The list of the new type of  (middle-aged) activists from batch 68 is long, for example: Skip S., the foodie, provides the reliable tsismis or confidential info culled from various sources. Tony R., the passionate one, is non-sectarian and sees the wisdom of a united front that encompasses the Reds and the followers of Erap.  George F., who calls himself the obese one, has carved out a space for his politics even as he works long hours and attends to a seriously ill wife.  Atoy B., widower and devoted father to two good-looking grown-up daughters, has the charms to convince not only classmates but also an elegant apolitical lady in stilettos to join anti-Gloria rallies.


It’s been several months since I joined them in political action.  And I missed the homecoming to celebrate their 40th grade school graduation anniversary.

But recently, I received an email from Mike L., inviting me to be a Facebook friend.  I am a stranger to Facebook, but I couldn’t ignore the invite of a pleasant, friendly guy. I’d like to ask Mike how he has maintained a youthful appearance.
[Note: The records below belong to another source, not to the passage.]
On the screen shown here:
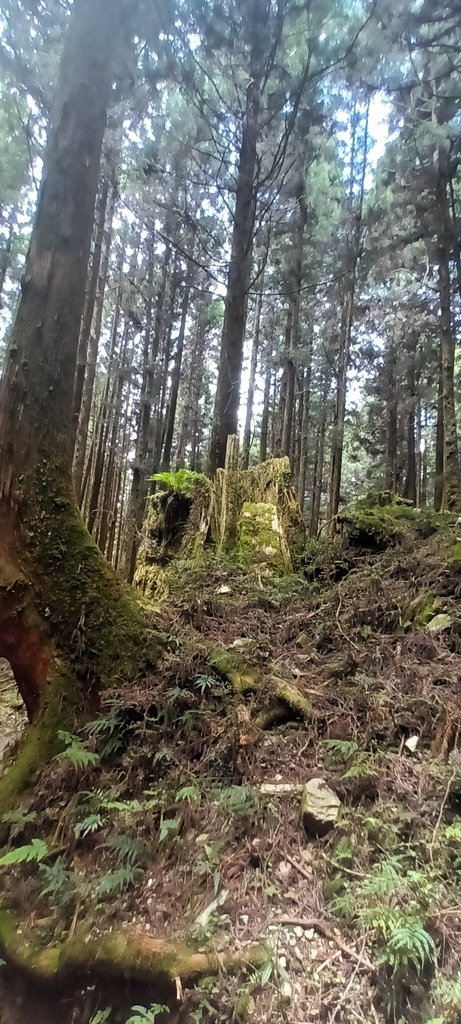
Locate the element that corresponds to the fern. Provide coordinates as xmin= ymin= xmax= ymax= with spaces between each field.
xmin=126 ymin=1002 xmax=170 ymax=1024
xmin=95 ymin=867 xmax=143 ymax=896
xmin=56 ymin=729 xmax=99 ymax=770
xmin=74 ymin=814 xmax=103 ymax=839
xmin=0 ymin=807 xmax=37 ymax=835
xmin=40 ymin=857 xmax=84 ymax=906
xmin=212 ymin=785 xmax=258 ymax=816
xmin=102 ymin=836 xmax=145 ymax=867
xmin=0 ymin=839 xmax=49 ymax=867
xmin=174 ymin=784 xmax=202 ymax=804
xmin=379 ymin=914 xmax=435 ymax=974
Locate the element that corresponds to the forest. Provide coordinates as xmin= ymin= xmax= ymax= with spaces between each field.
xmin=0 ymin=0 xmax=461 ymax=1024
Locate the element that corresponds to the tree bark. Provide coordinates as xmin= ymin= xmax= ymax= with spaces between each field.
xmin=435 ymin=147 xmax=461 ymax=512
xmin=259 ymin=339 xmax=273 ymax=462
xmin=403 ymin=331 xmax=417 ymax=505
xmin=242 ymin=261 xmax=264 ymax=469
xmin=328 ymin=102 xmax=370 ymax=529
xmin=161 ymin=287 xmax=191 ymax=473
xmin=73 ymin=180 xmax=116 ymax=504
xmin=208 ymin=0 xmax=265 ymax=476
xmin=0 ymin=0 xmax=154 ymax=807
xmin=71 ymin=175 xmax=109 ymax=456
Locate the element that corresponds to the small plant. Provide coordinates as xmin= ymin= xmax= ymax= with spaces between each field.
xmin=56 ymin=729 xmax=99 ymax=770
xmin=126 ymin=1002 xmax=170 ymax=1024
xmin=0 ymin=807 xmax=37 ymax=831
xmin=325 ymin=739 xmax=378 ymax=779
xmin=74 ymin=814 xmax=103 ymax=839
xmin=0 ymin=839 xmax=49 ymax=867
xmin=89 ymin=1007 xmax=112 ymax=1024
xmin=102 ymin=835 xmax=145 ymax=867
xmin=40 ymin=857 xmax=81 ymax=907
xmin=211 ymin=785 xmax=258 ymax=817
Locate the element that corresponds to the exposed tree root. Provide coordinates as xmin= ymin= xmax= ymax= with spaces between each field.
xmin=209 ymin=647 xmax=312 ymax=720
xmin=0 ymin=909 xmax=269 ymax=989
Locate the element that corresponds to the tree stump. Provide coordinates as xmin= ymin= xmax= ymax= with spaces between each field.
xmin=134 ymin=436 xmax=305 ymax=599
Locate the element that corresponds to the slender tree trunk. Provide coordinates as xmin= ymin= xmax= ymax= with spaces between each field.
xmin=435 ymin=147 xmax=461 ymax=512
xmin=88 ymin=321 xmax=130 ymax=536
xmin=208 ymin=0 xmax=266 ymax=476
xmin=298 ymin=325 xmax=312 ymax=509
xmin=73 ymin=187 xmax=116 ymax=504
xmin=385 ymin=336 xmax=399 ymax=495
xmin=71 ymin=175 xmax=109 ymax=454
xmin=0 ymin=213 xmax=14 ymax=309
xmin=161 ymin=287 xmax=191 ymax=473
xmin=309 ymin=374 xmax=329 ymax=537
xmin=122 ymin=240 xmax=171 ymax=582
xmin=0 ymin=0 xmax=149 ymax=753
xmin=328 ymin=102 xmax=370 ymax=528
xmin=259 ymin=340 xmax=273 ymax=462
xmin=242 ymin=262 xmax=264 ymax=469
xmin=403 ymin=332 xmax=417 ymax=505
xmin=433 ymin=355 xmax=445 ymax=512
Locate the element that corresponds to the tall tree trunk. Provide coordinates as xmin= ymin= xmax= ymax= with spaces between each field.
xmin=403 ymin=331 xmax=417 ymax=505
xmin=282 ymin=185 xmax=307 ymax=468
xmin=71 ymin=175 xmax=109 ymax=452
xmin=259 ymin=339 xmax=273 ymax=462
xmin=384 ymin=335 xmax=399 ymax=495
xmin=161 ymin=286 xmax=191 ymax=473
xmin=328 ymin=101 xmax=370 ymax=528
xmin=298 ymin=324 xmax=312 ymax=509
xmin=204 ymin=0 xmax=266 ymax=476
xmin=309 ymin=373 xmax=329 ymax=537
xmin=73 ymin=186 xmax=117 ymax=504
xmin=435 ymin=146 xmax=461 ymax=512
xmin=242 ymin=260 xmax=264 ymax=469
xmin=433 ymin=354 xmax=445 ymax=512
xmin=122 ymin=239 xmax=171 ymax=582
xmin=0 ymin=213 xmax=14 ymax=299
xmin=0 ymin=0 xmax=151 ymax=786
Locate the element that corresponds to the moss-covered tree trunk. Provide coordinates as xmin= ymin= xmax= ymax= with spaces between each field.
xmin=0 ymin=0 xmax=153 ymax=790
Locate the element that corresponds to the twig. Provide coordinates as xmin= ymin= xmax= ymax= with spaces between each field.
xmin=285 ymin=853 xmax=312 ymax=882
xmin=322 ymin=853 xmax=367 ymax=882
xmin=429 ymin=726 xmax=459 ymax=864
xmin=278 ymin=918 xmax=377 ymax=974
xmin=336 ymin=589 xmax=361 ymax=650
xmin=329 ymin=939 xmax=365 ymax=1024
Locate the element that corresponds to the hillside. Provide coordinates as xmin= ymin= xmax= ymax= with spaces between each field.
xmin=0 ymin=502 xmax=461 ymax=1024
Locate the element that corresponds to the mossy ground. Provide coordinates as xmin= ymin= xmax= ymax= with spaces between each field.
xmin=2 ymin=510 xmax=461 ymax=1024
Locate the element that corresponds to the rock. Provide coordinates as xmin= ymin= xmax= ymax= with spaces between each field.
xmin=277 ymin=860 xmax=293 ymax=882
xmin=301 ymin=778 xmax=341 ymax=836
xmin=280 ymin=981 xmax=292 ymax=999
xmin=259 ymin=782 xmax=304 ymax=797
xmin=426 ymin=612 xmax=453 ymax=633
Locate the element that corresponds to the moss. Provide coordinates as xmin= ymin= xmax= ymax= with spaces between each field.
xmin=151 ymin=469 xmax=209 ymax=498
xmin=0 ymin=669 xmax=77 ymax=819
xmin=26 ymin=463 xmax=160 ymax=686
xmin=448 ymin=541 xmax=461 ymax=566
xmin=402 ymin=591 xmax=446 ymax=631
xmin=337 ymin=496 xmax=455 ymax=551
xmin=238 ymin=502 xmax=292 ymax=572
xmin=209 ymin=647 xmax=259 ymax=693
xmin=0 ymin=907 xmax=268 ymax=989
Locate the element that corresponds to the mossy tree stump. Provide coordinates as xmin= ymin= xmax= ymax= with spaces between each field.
xmin=134 ymin=437 xmax=305 ymax=598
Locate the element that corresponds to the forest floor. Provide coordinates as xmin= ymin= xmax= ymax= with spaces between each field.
xmin=0 ymin=510 xmax=461 ymax=1024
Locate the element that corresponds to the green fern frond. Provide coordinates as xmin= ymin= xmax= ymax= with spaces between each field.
xmin=0 ymin=839 xmax=49 ymax=867
xmin=56 ymin=729 xmax=99 ymax=769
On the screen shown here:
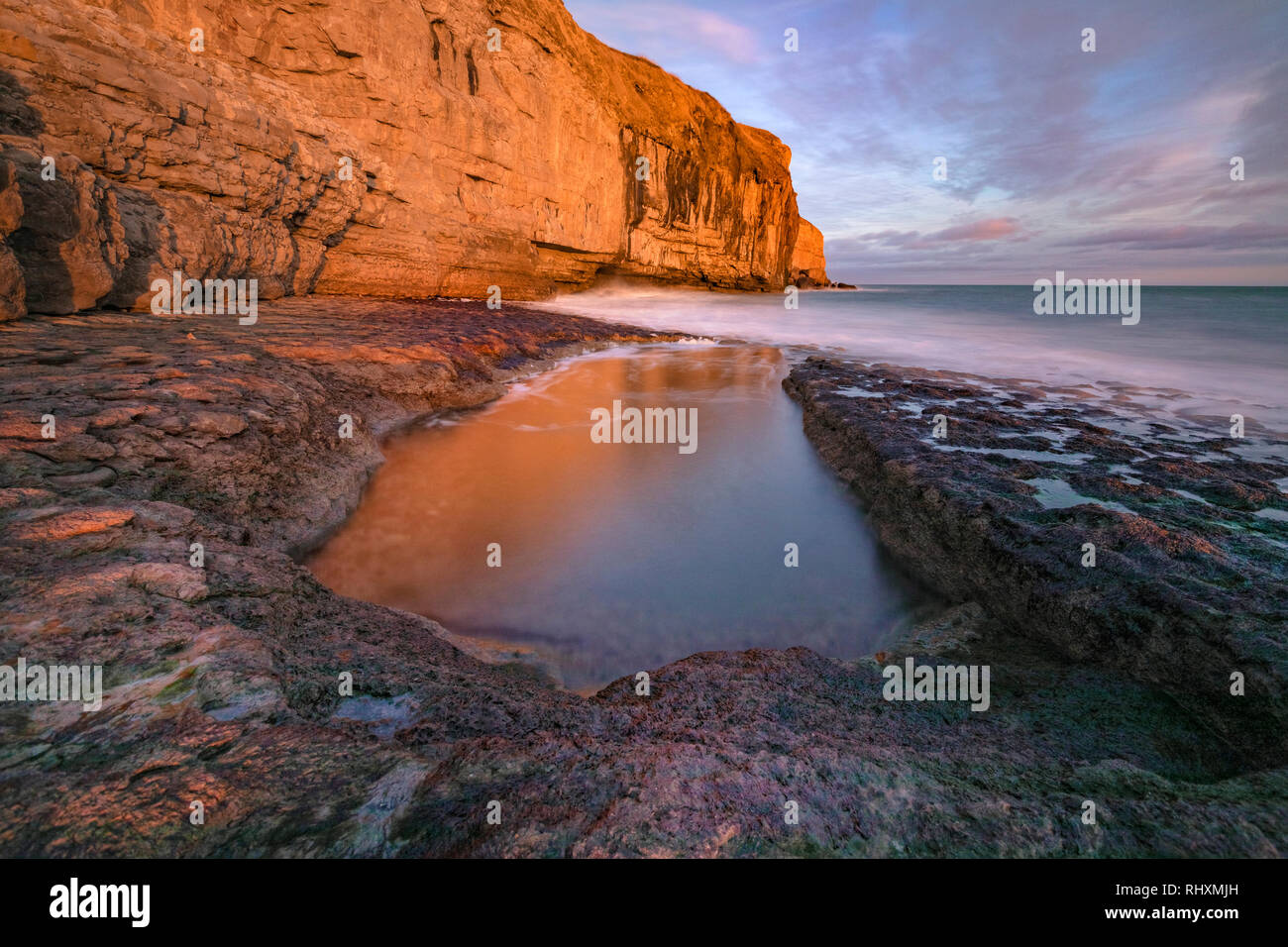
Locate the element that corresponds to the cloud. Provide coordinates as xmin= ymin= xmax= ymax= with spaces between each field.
xmin=1057 ymin=223 xmax=1288 ymax=250
xmin=855 ymin=217 xmax=1021 ymax=250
He’s no Dorian Gray though, so the answer might be about his familiarity with spa treatments.


So now I’m in Facebook (FB), thanks to Mike.  In a Facebook message, he said FB is a medium to propagate our causes.


Indeed, bigger battles still have to be fought, and we need to deploy new weapons like FB to fight an intractable enemy.


Based on the inputs from informed people, Global Source, “a network of independent advisors” thinks that the Gloria Arroyo administration is considering all options to remain in power after 2010, from instituting Charter Change (slimmer chance of occurring) to taking a “less peaceful route,” by imposing martial law.


We must thus remain vigilant.  We must fight.


One lesson from 1968 is that dreams can come true.  The ideals of the 1968 movements shaped Barack Obama.  The revolutions of circa 1968 have undergone dramatic transformation—the Left parties, especially in Latin America, have seized political power through peaceful elections.


We, too, shall overcome.  I look forward to seeing again GS 68 pals at the frontline for what might turn out to be our biggest fight.